# work in progress



## benjaybo (Oct 31, 2009)

this is the viv im building at the moment, i have a waterfall and rain system to fit soon but not long till its finished will get pics up when finished.
any comments :welcome:


----------



## JustJack (Apr 19, 2010)

Looking good! I cant wait for the finished pics! Whats going to go in it?


----------



## sambridge15 (Nov 22, 2009)

good start what background method you doing?looks very effective


----------



## benjaybo (Oct 31, 2009)

Trootle said:


> Looking good! I cant wait for the finished pics!
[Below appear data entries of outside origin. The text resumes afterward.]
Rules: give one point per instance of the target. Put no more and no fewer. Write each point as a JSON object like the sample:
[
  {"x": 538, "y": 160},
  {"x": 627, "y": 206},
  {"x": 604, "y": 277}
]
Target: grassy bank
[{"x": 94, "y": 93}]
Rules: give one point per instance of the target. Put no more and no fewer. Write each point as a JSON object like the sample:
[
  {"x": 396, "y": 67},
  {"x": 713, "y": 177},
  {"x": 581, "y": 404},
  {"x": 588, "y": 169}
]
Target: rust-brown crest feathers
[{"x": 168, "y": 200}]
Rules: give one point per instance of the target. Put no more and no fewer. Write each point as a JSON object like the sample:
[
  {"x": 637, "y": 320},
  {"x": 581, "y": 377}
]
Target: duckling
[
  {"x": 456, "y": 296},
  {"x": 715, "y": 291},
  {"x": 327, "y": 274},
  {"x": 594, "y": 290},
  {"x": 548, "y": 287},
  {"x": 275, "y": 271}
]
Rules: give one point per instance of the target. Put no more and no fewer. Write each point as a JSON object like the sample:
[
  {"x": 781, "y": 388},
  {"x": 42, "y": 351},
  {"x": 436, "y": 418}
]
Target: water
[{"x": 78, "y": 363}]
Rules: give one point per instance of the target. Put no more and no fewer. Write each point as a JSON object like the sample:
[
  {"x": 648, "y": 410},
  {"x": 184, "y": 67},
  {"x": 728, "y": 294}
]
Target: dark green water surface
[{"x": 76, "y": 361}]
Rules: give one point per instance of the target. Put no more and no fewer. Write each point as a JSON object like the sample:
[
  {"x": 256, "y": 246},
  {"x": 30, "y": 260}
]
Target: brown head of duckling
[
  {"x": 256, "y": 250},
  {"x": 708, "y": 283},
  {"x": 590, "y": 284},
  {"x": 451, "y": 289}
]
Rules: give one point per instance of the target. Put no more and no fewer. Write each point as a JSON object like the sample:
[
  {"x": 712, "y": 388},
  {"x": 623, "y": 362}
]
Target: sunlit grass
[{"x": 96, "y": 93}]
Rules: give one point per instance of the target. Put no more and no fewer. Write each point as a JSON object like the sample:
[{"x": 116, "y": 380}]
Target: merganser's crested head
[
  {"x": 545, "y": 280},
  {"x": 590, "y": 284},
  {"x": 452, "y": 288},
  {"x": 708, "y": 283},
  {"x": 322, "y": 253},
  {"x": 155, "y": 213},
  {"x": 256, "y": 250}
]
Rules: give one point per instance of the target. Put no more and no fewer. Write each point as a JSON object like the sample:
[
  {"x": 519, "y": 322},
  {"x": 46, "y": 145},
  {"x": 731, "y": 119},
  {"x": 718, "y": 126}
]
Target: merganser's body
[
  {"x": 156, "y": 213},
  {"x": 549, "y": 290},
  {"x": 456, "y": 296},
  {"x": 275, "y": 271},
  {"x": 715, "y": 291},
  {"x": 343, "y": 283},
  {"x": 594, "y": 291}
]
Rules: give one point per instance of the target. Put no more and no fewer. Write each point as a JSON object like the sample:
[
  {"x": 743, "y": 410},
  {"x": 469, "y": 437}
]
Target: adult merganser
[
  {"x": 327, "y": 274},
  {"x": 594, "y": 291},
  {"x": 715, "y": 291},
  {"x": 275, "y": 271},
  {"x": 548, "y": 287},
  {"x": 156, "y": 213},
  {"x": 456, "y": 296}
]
Whats going to go in it?


cheers mate going to be putting my water dragon in it he should have a blast :2thumb:


----------



## benjaybo (Oct 31, 2009)

sambridge15 said:


> good start what background method you doing?looks very effective


cheers just using sray foam for the background with coconut fibres siliconed onto it, i have placed lots of plant pots in the foam when it was drying to get some kl vines an stuff if in.: victory:


----------



## ratmanio (Apr 11, 2010)

looking good carnt waight to see the end pics


----------



## benjaybo (Oct 31, 2009)

ratmanio said:


> looking good carnt waight to see the end pics


:cheers:
cheers mate hopefully i can go into making custom vivs and room vivarium conversions this year have a green tree monitor viv to make an set up later in the year will get picks of that up when it happens anyway lol:2thumb:
when i have done some more vivs if anyone would like a custom built viv with a specially designed habit let me know
peace to all


----------



## Swain86 (Jan 23, 2011)

Nice work so far


----------



## benjaybo (Oct 31, 2009)

Swain86 said:


> Nice work so far


cheers mate : victory:


----------



## Swain86 (Jan 23, 2011)

i am patiently waiting on more pics :lol2:


----------



## benjaybo (Oct 31, 2009)

Swain86 said:


> i am patiently waiting on more pics :lol2:


lol give me a few more days cos my laptop got smashed up (it jumped off the cooker in an attempt to run away from me) :lol2:
so will take a lil while i have started getting the waterfall done now tho so should be done in the next week i reckon : victory:

cheers for everyone being patient in future i will be faster


----------



## benjaybo (Oct 31, 2009)

*new pics*

hi got my new laptop and got some pics up, i still need to get the water fall done but when i get my timor monitors they will like it. :2thumb:
hope everyone likes it so far : victory:


----------



## benjaybo (Oct 31, 2009)

hi have got some more stuff done now, have the waterfall sealed inside and some shelters for me timor monitors gonna get some plants in its in the next few days after finishing painting and varnishing it , then just gotta get me ventilation done easy peasy lol should have most of it done by tomoz night hehe cant wait.: victory:

























hope everyone likes it : victory:


----------



## Tehanu (Nov 12, 2006)

Nice effort gone into it, but to be honest it kindof looks a bit like a medieval castle pit toilet that a branch has grown into.:2thumb:


----------



## benjaybo (Oct 31, 2009)

Saedcantas said:


> Nice effort gone into it, but to be honest it kindof looks a bit like a medieval castle pit toilet that a branch has grown into.:2thumb:


haha when i get me plants in it should look more like a jungle :lol2:


----------



## SteamedPolecat (Apr 11, 2011)

i like the fact you're making a little pool, won't it be annoying to take out and clean if it's fixed in? or is there another way you've got? what is ACTUALLY going in, water dragons on timors?


----------



## benjaybo (Oct 31, 2009)

SteamedPolecat said:


> i like the fact you're making a little pool, won't it be annoying to take out and clean if it's fixed in? or is there another way you've got? what is ACTUALLY going in, water dragons on timors?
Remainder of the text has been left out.